Throughout the first two days of competition Eaton and LaDart dominated nearly all of the headlines. And rightfully so. As the defending national champions, all eyes were on ULM to see if the team could pull off back-to-back titles and equal the powerhouse run of the University of Florida – who captured national championship titles in 2009 and 2010.
However, while ULM found itself atop the leaderboard on days one and two and seemed poised to sweep the most coveted trophy in all of college fishing two years running, the University of Minnesota had other plans. Flying under the radar for a good portion of the tournament, U of MN teammates Austin Felix and Chris Burgan carefully plotted their strategy. After the first day of tournament action, the U of MN team found itself in seventh.
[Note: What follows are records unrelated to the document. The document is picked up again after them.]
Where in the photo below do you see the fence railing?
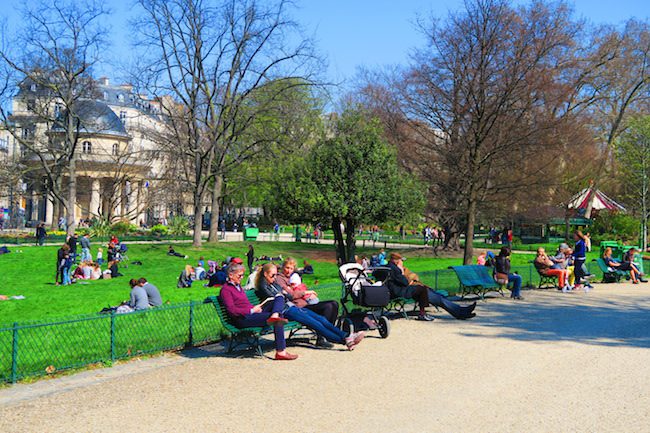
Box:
[0,263,602,383]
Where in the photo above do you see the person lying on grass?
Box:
[255,263,365,350]
[219,263,298,361]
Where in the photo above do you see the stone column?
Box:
[28,190,40,220]
[45,194,54,225]
[112,182,124,218]
[88,179,101,217]
[126,182,140,224]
By the end of day two, the team had crept up the leaderboard into third place overall. Then, when the sun appeared and the conditions finally turned around on the final day of competition, the Golden Gophers pounced, hauling in a whopping 14-pound catch and winning by a margin of more than 3 pounds.
“It’s a dream come true,” said Burgan, whose team walked away with a first-place prize package totaling $30,000, which included a brand new, fully rigged Ranger Z117, a tournament title as well as an automatic berth into the 2014 Forrest Wood Cup – the most lucrative and prestigious bass-fishing championship in the world. “When I stuck those two fish right in a row earlier today I thought, ‘If we could just catch a couple more, then we had a really good chance to put it all together.’ To win is just unbelievable. My mom is probably going crazy right now.”
While Eaton and LaDart were certainly disappointed that they didn’t repeat as national champions, their 30-pound, 12-ounce total catch was still good enough to land them in third place overall – which is an incredible feat in and of itself.
“It was really tough for us today,” said Eaton. “We only got four fish in the boat each of the last two days and that really hurt us. We also had to really change things up today and go a lot slower.”
The team, which had been rolling the first two days ultimately ran out of quality fish.
“We were fishing the backs of creeks and creek ends,” said Eaton. “We tried throwing A-rigs and single swim baits early, but we really weren’t having much success. So we wound up switching to a Shaky Head for the rest of the day. Over the last 20 minutes we caught two fish, but we just ran out of a time. I really think that fish we didn’t catch yesterday hurt us the most.”
In the end, ULM settled for third place overall as well as a nice check for $4,000 for their club.
“Hopefully we’ll be back again next year,” said Eaton.
We hope so, too! Good job to the ULM fishermen and thanks for representing our region so well. You didn’t bring home the big trophy, but you are winners in our book!
Sitting in fourth place heading into the finals, the West Virginia University team of Edward Rude III and Mathew Gibson managed to bring in the second-largest stringer on Saturday to jump up to second place in the tournament.